There I was on a recent Monday morning, headed west on State Road 54 on my way to one of the several part-time jobs that occupy me since the demise of the Tampa Tribune.
And, it was all good.
I had my podcast going on. I was making good time. The consumption indicator in my car’s computer reported I was cruising at more than 40 miles per gallon. As much as a 60-something guy not on his way to play golf on a weekday could be, I was content.
Then, seconds past the railroad crossing at Land O’ Lakes Boulevard, there it was: a sea of glowing brake lights announcing a three-lane parking lot stretching around the gentle bend leading to Oakstead.
Ahead, a Pasco County Sheriff’s deputy’s patrol car sat broadside to the stopped traffic near a break in the median. And beyond, past another half-mile of stopped traffic, by the landmark sign for Stonegate, flashed the lights of a rescue vehicle.
We sat like that for 20-odd minutes, until the deputy whose car blocked our path began directing us through the median cut that ordinarily was off-limits to westbound travelers.
I can’t say how long traffic was blocked, or how long it had been stymied when I came upon it. Neither the sheriff’s office nor the Florida Highway Patrol could produce a record of the incident.
But, while I am left to guess at the duration, I’m certain about the rest: For at least an hour, if not longer, on that recent Monday morning, all of Pasco County east of U.S. 41 was one incident on State Road 52 from being cut off from the western half of the county, including Sunlake High School, the Suncoast Parkway, the west-side government complex, Trinity, U.S. 19 and the Gulf.
What would it have taken? Another gas leak, like the one that shut down State Road 54 near Starkey Boulevard in late June, would have done it. Another manhunt like the one in early June near Safety Town. A mishap in a construction zone. Something going wrong at the CSX crossing. A sinkhole.
That morning it was westbound traffic under threat. Tomorrow it could be eastbound, or, with just the right confluence of misadventures, all traffic in both directions.
Clearly, two east-west thoroughfares, separated by a dozen miles, are no longer sufficient for a county of nearly 465,000 extremely mobile residents, and who knows how many more passing through. If only Pasco planners had some sort of strategy to address this looming concern.
Oh, wait. They do.
It’s called the Ridge Road extension, an 8-mile, multi-lane, limited-access highway that, while splitting the difference between state roads 52 and 54, would provide a vital third link between New Port Richey and Land O’ Lakes.
It’s been part of the county’s comprehensive transportation plan since before we knew about Monica and Bill, before the dot-com bubble, even before smartphones. The Ridge Road extension plan has been around so long, biker jackets and real estate had time to be cool, fall out of favor and become cool again.

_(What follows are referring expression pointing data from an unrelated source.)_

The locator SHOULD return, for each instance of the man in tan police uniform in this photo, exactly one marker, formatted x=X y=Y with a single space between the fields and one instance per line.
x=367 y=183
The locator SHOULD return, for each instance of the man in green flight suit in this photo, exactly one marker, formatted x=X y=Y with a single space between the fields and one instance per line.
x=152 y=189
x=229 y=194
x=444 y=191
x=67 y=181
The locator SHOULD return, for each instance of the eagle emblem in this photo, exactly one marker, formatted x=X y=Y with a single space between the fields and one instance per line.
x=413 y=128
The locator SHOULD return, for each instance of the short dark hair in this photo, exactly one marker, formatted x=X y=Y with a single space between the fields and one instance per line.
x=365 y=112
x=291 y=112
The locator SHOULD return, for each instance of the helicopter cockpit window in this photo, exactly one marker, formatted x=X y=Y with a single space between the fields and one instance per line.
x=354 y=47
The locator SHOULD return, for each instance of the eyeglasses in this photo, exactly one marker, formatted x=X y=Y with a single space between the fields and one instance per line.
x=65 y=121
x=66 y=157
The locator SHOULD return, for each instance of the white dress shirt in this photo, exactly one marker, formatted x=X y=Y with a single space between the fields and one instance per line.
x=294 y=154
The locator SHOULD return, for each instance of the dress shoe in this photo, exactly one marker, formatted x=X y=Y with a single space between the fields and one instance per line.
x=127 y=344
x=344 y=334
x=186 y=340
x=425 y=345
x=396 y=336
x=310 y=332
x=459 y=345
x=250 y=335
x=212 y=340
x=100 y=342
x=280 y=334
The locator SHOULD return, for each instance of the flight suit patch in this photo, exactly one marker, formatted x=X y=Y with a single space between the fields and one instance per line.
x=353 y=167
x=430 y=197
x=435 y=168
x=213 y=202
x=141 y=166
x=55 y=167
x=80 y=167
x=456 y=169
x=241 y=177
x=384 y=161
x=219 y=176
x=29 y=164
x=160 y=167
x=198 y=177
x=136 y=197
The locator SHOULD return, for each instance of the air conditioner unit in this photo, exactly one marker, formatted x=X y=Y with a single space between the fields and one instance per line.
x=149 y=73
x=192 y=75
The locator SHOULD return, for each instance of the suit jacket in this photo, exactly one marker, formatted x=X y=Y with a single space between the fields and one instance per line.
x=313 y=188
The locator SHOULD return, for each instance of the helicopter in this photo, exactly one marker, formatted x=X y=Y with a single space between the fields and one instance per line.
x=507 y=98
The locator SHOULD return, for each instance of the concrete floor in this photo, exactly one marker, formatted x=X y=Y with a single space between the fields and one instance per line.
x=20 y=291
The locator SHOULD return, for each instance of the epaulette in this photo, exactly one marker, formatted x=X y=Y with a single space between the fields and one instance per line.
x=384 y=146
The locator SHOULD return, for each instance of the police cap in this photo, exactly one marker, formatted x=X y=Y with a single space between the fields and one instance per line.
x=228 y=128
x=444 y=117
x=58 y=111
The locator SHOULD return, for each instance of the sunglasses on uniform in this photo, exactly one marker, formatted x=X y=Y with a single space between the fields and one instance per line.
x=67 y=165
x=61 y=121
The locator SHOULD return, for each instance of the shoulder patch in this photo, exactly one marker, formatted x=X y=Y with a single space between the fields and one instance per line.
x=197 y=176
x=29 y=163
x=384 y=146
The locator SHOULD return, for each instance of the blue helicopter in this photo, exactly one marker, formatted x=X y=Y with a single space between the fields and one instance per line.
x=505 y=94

And, with certain construction caveats, building it ought to be a no-brainer.
Which is where Margaret Smith and Sam Beneck, a couple of affable civil engineers who love making things work better, come in. Smith, as director of engineering services for Pasco County, is Beneck’s boss. Beneck, 31, a Virginia Tech graduate who cut his transportation teeth trying to improve the commuting nightmare around Washington D.C., is the Ridge Road extension project manager.

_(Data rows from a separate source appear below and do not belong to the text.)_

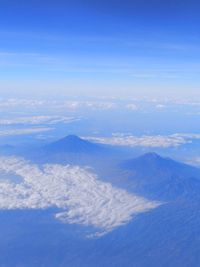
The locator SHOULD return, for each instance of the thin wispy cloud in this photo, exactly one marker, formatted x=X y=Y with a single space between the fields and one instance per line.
x=163 y=141
x=24 y=131
x=37 y=120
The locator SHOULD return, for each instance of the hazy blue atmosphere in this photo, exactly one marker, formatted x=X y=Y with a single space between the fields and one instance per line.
x=99 y=133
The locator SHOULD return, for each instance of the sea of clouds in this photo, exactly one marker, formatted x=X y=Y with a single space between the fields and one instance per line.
x=81 y=197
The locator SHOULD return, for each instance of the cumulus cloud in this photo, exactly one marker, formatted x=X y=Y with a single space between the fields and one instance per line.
x=24 y=131
x=147 y=140
x=35 y=120
x=81 y=196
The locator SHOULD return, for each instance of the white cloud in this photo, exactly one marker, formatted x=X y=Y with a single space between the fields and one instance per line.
x=77 y=191
x=132 y=106
x=34 y=120
x=147 y=140
x=24 y=131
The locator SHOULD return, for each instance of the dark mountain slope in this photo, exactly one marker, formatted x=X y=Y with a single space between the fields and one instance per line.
x=159 y=177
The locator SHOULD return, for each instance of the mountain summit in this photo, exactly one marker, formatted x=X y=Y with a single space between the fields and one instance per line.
x=73 y=144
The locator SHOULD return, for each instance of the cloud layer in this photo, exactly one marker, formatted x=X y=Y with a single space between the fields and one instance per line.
x=146 y=140
x=82 y=198
x=36 y=120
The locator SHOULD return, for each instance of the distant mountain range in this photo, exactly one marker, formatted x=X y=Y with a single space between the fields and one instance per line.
x=73 y=144
x=161 y=177
x=167 y=236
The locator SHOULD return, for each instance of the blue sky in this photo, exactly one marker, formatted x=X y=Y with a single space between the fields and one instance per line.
x=99 y=47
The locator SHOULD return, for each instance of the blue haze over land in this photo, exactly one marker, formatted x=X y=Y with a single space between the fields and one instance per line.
x=99 y=133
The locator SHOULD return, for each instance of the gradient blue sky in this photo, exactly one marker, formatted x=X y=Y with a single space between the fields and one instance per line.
x=104 y=48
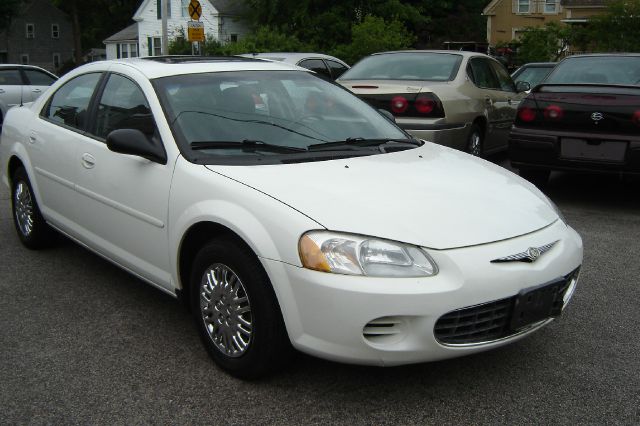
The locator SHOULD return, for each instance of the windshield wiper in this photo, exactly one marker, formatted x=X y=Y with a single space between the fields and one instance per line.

Everything that worries me about having just two east-west thoroughfares concerns them, too, but they absolutely obsess about what happens when everybody living along the U.S. 19 corridor waits (as you know they will) until the very last moment before fleeing for high ground in the face of the inevitable Big One. Or the Sort-of-Big or even Medium One, given how much of the coast, from Palm Harbor north, is floodplain.
As Beneck explains, by the time the first bands of a serious tropical event arrive, “The Courtney Campbell Causeway is going to be underwater. Everybody in northern Pinellas is going to be coming north.”
On a good day, there’s not enough space on State Road 54 to accommodate everybody, even if authorities converted all of it to one-way eastbound. When the bad day happens — engineers don’t deal in “if” — Pasco will need another eastbound artery.
As my recent Monday scenario demonstrated, Pasco already does.
Environmentalists reliably push back, claiming any number of things that either aren’t necessarily true, or authorities could prevent.
For instance, the Ridge Road extension would go through the Serenova Preserve, which was set aside as mitigation for the Suncoast Parkway. Why put a highway through a mitigation zone?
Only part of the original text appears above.